Babyteeth: la recensione del film di Shannon Murphy in concorso al Festival di Venezia 2019

04 settembre 2019
2.5 di 5
3

Un film sulla malattia assetato di vitalità, in costante fuga da pathos e retoriche.

Babyteeth: la recensione del film di Shannon Murphy in concorso al Festival di Venezia 2019

Milla è una ragazza adolescente. Aspetta la metropolitana, con la divisa della scuola femminile che frequenta e con la custodia del violino, che studia, in spalla. Lì c’è anche Moses, che è di diversi anni più grande, e sembra un Young Signorino australiano, tatuaggi in viso compresi. Eppure tra i due scatta subito qualcosa. Quello che Moses non sa, e scoprirà di lì a breve insieme a noi che guardiamo, è che Milla ha un tumore.

Babyteeth è un film sulla malattia. Di quei film sulla malattia che sembrano voler evitare ogni artificio retorico o ricattatorio, e che scelgono la strada della vitalità e della reazione. Anche quando, come in questo caso, diventa chiaro in tempi assai brevi come tutta la vicenda andrà a concludersi.
Anche il rapporto tra Milla e Moses non di quelli sentimentalmente sdolcinati: certo, un legame c’è, e diventa più stretto, ma passa attraverso momenti di distacco e di scontro, e mai per le smancerie.
In più E la funzione narrativa principale del personaggio di questo giovane randagio non è tanto quella di stabilire un’empatia con Milla, quanto quella di far irrompere una condotta più sregolata e vitale nella routine familiare della ragazza.
Milla è infatti una ragazza borghese, con padre psichiatra comprensivo e trattenuto, e mamma musicista più instabile e apprensiva.
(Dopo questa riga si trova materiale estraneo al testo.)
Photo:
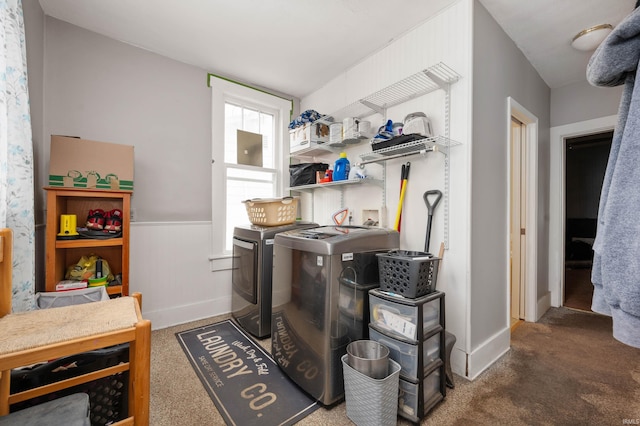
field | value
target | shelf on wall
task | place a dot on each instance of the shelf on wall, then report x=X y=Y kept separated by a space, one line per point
x=422 y=146
x=338 y=184
x=426 y=81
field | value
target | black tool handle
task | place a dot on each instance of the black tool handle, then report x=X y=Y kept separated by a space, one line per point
x=431 y=206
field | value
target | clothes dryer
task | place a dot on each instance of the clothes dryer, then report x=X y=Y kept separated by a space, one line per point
x=320 y=300
x=251 y=274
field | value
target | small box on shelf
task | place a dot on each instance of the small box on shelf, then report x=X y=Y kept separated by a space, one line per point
x=302 y=137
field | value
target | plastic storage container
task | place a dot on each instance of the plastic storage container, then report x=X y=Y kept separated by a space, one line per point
x=408 y=355
x=408 y=273
x=405 y=318
x=341 y=168
x=108 y=396
x=417 y=399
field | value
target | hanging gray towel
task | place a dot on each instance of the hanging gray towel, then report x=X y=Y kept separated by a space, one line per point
x=616 y=263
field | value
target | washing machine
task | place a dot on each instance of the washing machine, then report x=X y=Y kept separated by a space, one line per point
x=321 y=279
x=251 y=274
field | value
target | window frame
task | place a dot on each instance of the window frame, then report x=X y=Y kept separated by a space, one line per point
x=223 y=91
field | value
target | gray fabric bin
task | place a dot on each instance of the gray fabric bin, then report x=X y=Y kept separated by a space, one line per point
x=369 y=401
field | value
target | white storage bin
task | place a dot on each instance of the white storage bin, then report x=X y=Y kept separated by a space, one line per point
x=304 y=136
x=56 y=299
x=407 y=354
x=401 y=317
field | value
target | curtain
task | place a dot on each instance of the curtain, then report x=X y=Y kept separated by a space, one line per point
x=16 y=153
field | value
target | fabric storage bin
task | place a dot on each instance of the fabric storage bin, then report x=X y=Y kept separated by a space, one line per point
x=403 y=317
x=414 y=359
x=70 y=410
x=305 y=173
x=108 y=396
x=369 y=401
x=408 y=273
x=55 y=299
x=415 y=400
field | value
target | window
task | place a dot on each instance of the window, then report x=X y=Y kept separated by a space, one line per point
x=240 y=109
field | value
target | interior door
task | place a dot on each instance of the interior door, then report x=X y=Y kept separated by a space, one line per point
x=518 y=212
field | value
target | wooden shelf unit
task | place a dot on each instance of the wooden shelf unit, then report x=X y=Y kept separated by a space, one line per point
x=60 y=254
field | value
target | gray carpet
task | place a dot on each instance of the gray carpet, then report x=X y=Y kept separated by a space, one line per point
x=565 y=369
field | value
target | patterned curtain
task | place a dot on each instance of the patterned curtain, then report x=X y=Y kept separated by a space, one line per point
x=16 y=153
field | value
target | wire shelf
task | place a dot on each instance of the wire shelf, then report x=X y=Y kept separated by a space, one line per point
x=436 y=143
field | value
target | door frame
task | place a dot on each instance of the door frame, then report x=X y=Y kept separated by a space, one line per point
x=557 y=188
x=514 y=109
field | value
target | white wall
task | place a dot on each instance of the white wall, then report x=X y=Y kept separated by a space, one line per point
x=101 y=89
x=169 y=269
x=500 y=70
x=444 y=38
x=582 y=101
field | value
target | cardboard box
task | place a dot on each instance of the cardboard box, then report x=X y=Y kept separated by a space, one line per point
x=81 y=163
x=302 y=137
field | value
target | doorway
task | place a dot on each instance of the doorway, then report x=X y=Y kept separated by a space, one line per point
x=522 y=301
x=518 y=220
x=585 y=165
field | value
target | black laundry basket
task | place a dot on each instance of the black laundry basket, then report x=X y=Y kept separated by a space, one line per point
x=108 y=396
x=305 y=173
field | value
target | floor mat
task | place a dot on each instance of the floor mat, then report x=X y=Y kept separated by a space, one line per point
x=243 y=381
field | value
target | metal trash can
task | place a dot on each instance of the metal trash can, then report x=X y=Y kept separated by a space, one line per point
x=371 y=402
x=369 y=357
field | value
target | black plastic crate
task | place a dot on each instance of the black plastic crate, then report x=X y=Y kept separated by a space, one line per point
x=408 y=273
x=108 y=396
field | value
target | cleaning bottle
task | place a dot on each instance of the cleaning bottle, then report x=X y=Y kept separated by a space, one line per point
x=341 y=168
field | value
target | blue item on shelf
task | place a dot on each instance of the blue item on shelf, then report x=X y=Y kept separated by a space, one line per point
x=341 y=168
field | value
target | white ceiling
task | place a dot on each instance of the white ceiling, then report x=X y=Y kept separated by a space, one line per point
x=295 y=47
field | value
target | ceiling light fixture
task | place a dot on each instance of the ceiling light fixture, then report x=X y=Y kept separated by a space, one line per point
x=591 y=38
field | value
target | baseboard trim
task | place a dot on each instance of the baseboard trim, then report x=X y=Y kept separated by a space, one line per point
x=488 y=353
x=187 y=313
x=543 y=305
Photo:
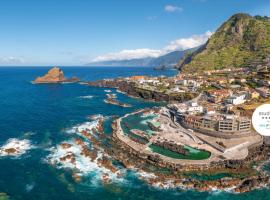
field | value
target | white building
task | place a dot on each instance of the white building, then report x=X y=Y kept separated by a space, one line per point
x=237 y=99
x=263 y=91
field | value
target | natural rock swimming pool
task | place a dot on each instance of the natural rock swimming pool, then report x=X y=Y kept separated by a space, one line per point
x=194 y=154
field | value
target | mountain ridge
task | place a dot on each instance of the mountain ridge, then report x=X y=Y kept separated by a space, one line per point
x=169 y=59
x=236 y=43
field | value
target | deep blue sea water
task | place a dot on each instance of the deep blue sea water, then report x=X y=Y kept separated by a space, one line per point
x=42 y=113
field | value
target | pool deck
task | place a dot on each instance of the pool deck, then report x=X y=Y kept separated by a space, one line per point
x=172 y=131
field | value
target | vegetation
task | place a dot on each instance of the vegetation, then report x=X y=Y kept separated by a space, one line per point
x=239 y=42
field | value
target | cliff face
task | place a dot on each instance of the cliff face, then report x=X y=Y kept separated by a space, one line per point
x=238 y=42
x=55 y=75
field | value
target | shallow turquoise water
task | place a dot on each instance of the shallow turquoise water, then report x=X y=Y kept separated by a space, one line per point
x=194 y=154
x=42 y=113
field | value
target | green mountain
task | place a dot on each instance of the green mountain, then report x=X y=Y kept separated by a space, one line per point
x=239 y=42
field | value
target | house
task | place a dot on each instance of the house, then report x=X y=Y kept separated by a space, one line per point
x=263 y=91
x=209 y=111
x=217 y=96
x=253 y=94
x=237 y=99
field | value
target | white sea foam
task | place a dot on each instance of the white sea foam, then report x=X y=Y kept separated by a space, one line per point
x=86 y=97
x=87 y=126
x=82 y=165
x=15 y=147
x=29 y=187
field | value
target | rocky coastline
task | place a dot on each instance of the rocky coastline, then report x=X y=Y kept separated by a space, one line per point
x=244 y=177
x=55 y=75
x=130 y=89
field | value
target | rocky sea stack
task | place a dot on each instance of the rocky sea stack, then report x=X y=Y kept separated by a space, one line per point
x=55 y=75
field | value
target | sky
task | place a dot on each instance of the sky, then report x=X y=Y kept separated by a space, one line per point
x=76 y=32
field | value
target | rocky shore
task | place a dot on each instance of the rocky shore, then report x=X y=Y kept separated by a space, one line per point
x=131 y=89
x=243 y=176
x=112 y=99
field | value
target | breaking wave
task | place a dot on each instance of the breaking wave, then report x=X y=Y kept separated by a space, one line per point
x=15 y=147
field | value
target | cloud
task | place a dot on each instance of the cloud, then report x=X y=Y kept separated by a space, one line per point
x=129 y=54
x=187 y=43
x=172 y=8
x=179 y=44
x=11 y=60
x=151 y=18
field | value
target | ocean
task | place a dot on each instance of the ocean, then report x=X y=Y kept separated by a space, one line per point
x=40 y=117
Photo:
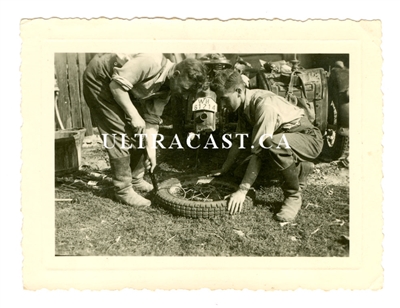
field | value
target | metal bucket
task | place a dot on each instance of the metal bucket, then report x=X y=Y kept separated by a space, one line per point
x=68 y=150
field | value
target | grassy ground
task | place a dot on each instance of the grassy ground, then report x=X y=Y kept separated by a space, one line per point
x=94 y=224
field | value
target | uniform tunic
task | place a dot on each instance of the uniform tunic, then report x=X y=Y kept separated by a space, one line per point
x=143 y=76
x=264 y=114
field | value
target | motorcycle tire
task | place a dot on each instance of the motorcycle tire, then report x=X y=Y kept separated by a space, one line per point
x=194 y=209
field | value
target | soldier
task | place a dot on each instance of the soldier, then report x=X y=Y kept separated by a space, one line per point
x=126 y=94
x=279 y=131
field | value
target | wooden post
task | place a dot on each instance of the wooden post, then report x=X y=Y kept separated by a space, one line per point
x=73 y=85
x=87 y=121
x=63 y=103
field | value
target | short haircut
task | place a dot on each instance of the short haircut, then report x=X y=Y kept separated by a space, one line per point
x=225 y=80
x=195 y=69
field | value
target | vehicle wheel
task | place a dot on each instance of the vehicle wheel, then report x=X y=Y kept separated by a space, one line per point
x=169 y=196
x=337 y=144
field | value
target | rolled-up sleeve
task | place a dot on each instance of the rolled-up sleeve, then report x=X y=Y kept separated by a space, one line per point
x=266 y=119
x=136 y=70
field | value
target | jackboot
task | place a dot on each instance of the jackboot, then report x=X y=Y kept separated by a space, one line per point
x=291 y=191
x=137 y=166
x=306 y=168
x=122 y=177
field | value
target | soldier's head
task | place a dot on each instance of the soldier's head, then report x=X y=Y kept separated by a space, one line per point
x=188 y=77
x=230 y=89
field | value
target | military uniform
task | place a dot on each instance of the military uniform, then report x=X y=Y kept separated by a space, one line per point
x=146 y=79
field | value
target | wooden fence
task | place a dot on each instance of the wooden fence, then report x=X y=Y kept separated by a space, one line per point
x=73 y=110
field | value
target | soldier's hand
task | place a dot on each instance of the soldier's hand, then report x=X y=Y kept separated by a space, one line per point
x=235 y=202
x=138 y=124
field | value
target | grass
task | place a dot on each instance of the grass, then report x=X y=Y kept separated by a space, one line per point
x=98 y=226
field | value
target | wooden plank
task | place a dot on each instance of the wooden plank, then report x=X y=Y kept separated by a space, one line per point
x=86 y=118
x=73 y=85
x=64 y=106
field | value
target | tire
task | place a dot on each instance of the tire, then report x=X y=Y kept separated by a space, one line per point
x=335 y=142
x=193 y=209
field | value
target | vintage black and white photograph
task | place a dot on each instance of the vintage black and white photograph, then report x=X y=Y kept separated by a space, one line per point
x=211 y=153
x=202 y=154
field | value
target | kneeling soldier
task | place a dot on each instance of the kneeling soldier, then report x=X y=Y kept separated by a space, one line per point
x=269 y=119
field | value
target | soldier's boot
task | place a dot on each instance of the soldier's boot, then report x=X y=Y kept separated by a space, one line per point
x=137 y=167
x=306 y=168
x=291 y=191
x=122 y=177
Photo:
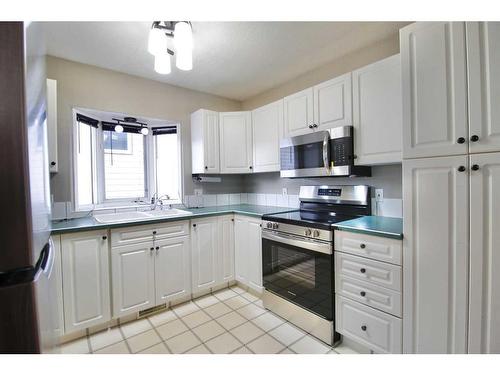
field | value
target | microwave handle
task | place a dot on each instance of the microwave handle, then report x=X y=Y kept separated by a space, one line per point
x=326 y=152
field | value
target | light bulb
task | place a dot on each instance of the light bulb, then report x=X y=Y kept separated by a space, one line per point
x=183 y=41
x=157 y=42
x=162 y=63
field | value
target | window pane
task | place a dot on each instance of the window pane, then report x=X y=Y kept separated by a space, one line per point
x=167 y=165
x=84 y=164
x=124 y=175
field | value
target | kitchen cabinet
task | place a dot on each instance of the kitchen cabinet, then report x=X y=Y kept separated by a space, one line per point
x=226 y=248
x=85 y=279
x=52 y=125
x=298 y=113
x=248 y=252
x=133 y=278
x=484 y=295
x=205 y=142
x=172 y=269
x=235 y=142
x=377 y=112
x=204 y=247
x=483 y=65
x=333 y=103
x=267 y=131
x=433 y=61
x=435 y=254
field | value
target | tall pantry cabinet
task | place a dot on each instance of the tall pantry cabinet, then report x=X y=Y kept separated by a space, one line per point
x=451 y=187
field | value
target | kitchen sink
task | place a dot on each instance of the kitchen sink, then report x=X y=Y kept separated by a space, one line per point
x=121 y=217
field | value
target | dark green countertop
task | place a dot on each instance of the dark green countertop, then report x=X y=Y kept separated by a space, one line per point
x=374 y=225
x=89 y=223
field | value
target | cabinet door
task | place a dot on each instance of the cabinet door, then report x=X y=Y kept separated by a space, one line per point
x=236 y=142
x=132 y=267
x=484 y=300
x=333 y=103
x=226 y=248
x=85 y=273
x=254 y=258
x=204 y=244
x=267 y=128
x=172 y=269
x=241 y=249
x=483 y=64
x=377 y=108
x=434 y=89
x=298 y=113
x=205 y=141
x=435 y=253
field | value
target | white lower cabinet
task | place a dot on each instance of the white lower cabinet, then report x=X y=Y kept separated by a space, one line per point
x=85 y=279
x=248 y=252
x=133 y=278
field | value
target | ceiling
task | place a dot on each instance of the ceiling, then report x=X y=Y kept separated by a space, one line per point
x=235 y=60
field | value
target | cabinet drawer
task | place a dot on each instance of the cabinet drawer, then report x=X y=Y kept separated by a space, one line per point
x=378 y=273
x=373 y=247
x=376 y=330
x=368 y=293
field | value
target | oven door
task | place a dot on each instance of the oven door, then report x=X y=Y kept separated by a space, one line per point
x=306 y=155
x=299 y=270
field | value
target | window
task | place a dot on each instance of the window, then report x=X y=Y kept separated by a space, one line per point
x=117 y=169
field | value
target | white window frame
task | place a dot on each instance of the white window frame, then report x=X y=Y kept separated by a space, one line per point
x=98 y=182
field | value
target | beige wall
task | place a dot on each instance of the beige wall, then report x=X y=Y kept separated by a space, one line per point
x=81 y=85
x=331 y=70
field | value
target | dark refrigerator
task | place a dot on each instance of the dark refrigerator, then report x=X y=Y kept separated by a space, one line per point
x=28 y=308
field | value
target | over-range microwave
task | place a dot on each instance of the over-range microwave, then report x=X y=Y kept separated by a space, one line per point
x=327 y=153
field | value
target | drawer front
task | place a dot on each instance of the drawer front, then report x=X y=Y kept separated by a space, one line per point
x=169 y=230
x=368 y=293
x=373 y=247
x=378 y=273
x=376 y=330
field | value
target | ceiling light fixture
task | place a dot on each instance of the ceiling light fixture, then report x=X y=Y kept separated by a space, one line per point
x=182 y=34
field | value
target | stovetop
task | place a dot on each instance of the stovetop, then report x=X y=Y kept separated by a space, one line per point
x=309 y=219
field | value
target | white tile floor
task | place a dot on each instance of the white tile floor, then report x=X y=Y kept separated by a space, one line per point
x=228 y=321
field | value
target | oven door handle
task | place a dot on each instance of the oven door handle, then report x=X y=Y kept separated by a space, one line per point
x=314 y=245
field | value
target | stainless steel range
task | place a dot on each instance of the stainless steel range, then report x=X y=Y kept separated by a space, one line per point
x=297 y=256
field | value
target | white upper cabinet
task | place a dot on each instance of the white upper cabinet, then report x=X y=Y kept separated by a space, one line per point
x=85 y=274
x=267 y=128
x=435 y=255
x=484 y=314
x=205 y=141
x=298 y=113
x=332 y=103
x=204 y=247
x=483 y=55
x=52 y=125
x=434 y=89
x=235 y=142
x=172 y=269
x=377 y=112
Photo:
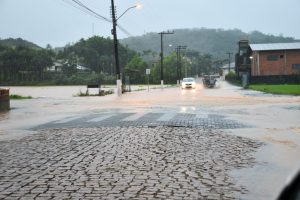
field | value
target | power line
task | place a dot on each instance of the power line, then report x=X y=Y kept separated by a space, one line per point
x=79 y=5
x=93 y=13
Un padre e una madre, come qualunque genitore in quella situazione, che non sanno bene come relazionarsi emotivamente alla malattia della figlia e alle sue prospettive, e che in qualche modo verranno aiutati dalla presenza di un giovane che, inizialmente, è per loro una presenza malsopportata, una distrazione di cui farebbero a meno ma che non sentono di poter negare alla loro bambina.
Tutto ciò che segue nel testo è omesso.